Business rating: 0.5/5 star
Star cast: Anna Faris, Chris Evans, Ari Graynor, Blythe Danner, Ed Begley Jr., Oliver Jackson-Cohen.
Plot: Anna Faris discovers that the average American woman sleeps with only 10 men and she has already slept with 20. She goes back to her ex-lovers in an attempt to find out if any of them are marriageable. Chris Evans, her Casanova neighbour, is helping her in this task. What next?
What’s Good: A few comic scenes; Chris Evans’ performance; the hint of nudity that might excite some.
What’s Bad: The tepid and predictable script; the slow pace and the overly long running time; the lack of on-screen chemistry between Anna and Chris; the liberal sex-life depicted which will not be liked by a section of the audiences.
Verdict: What’s Your Number? falters in the story department and that is its undoing.
Loo break: Several, once you realise the obvious pattern of events in the screenplay.
Watch or Not?: Watch What’s Your Number? if you are a fan of chick flicks/casually-made romantic comedies.
Contrafilm and Regency Enterprises’ What’s Your Number? is a romantic comedy about a young girl, Ally (Anna Faris), and her search for true love.

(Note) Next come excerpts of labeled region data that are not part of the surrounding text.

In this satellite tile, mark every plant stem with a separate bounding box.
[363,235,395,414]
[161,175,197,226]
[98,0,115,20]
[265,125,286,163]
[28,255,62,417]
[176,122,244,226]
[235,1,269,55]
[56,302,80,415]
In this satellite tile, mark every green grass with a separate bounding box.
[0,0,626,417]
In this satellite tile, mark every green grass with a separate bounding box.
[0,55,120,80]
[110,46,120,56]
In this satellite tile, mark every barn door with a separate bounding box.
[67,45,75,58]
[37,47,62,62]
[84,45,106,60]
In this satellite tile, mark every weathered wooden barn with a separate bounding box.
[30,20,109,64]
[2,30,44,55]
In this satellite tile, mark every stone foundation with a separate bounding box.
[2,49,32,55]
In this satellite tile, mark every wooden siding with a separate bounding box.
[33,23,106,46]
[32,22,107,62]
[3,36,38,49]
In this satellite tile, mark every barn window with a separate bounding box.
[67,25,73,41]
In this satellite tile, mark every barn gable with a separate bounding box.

During the pre-wedding celebrations of her younger sister, out-of-job Ally reads an article that says that the average American woman sleeps with just 10.5 men in her lifetime. Having slept with 19 people already, Ally is a nervous wreck and realises that it’s time for her to tie the knot. But she decides that she can sleep with just one more guy, someone who’ll be her Prince Charming. However, the very night she decides this, she gets drunk and sleeps with her ex-boss. Now she is in a fix – she has to maintain the status quo on the number of people she has slept with. Which means that she has to trace and evaluate all the 20-odd people that she has had sex with. Helping Ally in this is her Casanova-turned-investigator, Colin (Chris Evans), who hides in Ally’s apartment every morning to escape coming face-to-face with the girls he has slept with the previous night. There is also Daisy (Ari Graynor), Ally’s younger sister; her mother (Blythe Danner); and a group of girlfriends who take keen interest in Ally’s love life. How Ally and Colin trace the men from her past, how she feels about them now, and what she ends up with forms the rest of the drama.
What’s Your Number? Review: Script Analysis
Gabrielle Allan and Jennifer Crittenden’s screenplay, based on Karyn Bosnak’s 20 Times A Lady, is based on an interesting but very thin premise. After a point of time, the drama gets repetitive, with Ally and Colin going over the whole process again and again – they flirt and then look for an ex-boyfriend, they flirt and they look some more. A little comic relief is provided in the form of the secondary characters – Ally’s mother, and some of her ex-boyfriends. Otherwise, with Ally and Colin’s chemistry not going great guns, the audience is left alone grinding their teeth. Compounding the malaise is the leisurely pace of the narrative and the long running time. The film is also replete with clichés – the alpha-male who tries to woo the girl; the jealous fights between the protagonists, etc. The climax is predictable; the dialogues, for the most part, are tiresome. Following in the tradition of the recent spate of Hollywood sex-comedies, What’s Your Number? has multiple semi-nude scenes that look good but do not fit into the larger scheme of things. Overall, the script has some appeal for the Indian youngsters but fails to entertain.
What’s Your Number? Review: Performances & Technical Aspects
Anna Faris tries hard to make her performance believable but the script lets her down. Chris Evans shines as the guitar-playing nudist lover. Ari Graynor and Blythe Danner make an adorable pair. Ed Begley Jr. (as Mr. Darling) deserves special mention. Oliver Jackson-Cohen (as Ally’s ex-boss) is fair. Dave Annable (as Jake Adams) is effective. The rest of the cast supports well.
Mark Mylod’s direction is rather poor because he manages to lose the plot of the film and make it less interesting and entertaining than it should have been, in spite of the good performances. The background score, by Aaron Zigman, is alright. Cinematography, by J. Michael Muro, is eye-pleasing. Editing, by Julie Monroe, should have been sharper.
What’s Your Number? Review: The Last Word
On the whole, What’s Your Number? entertains in parts but fails as a whole package. It will not be able to get anywhere at the Indian box-office.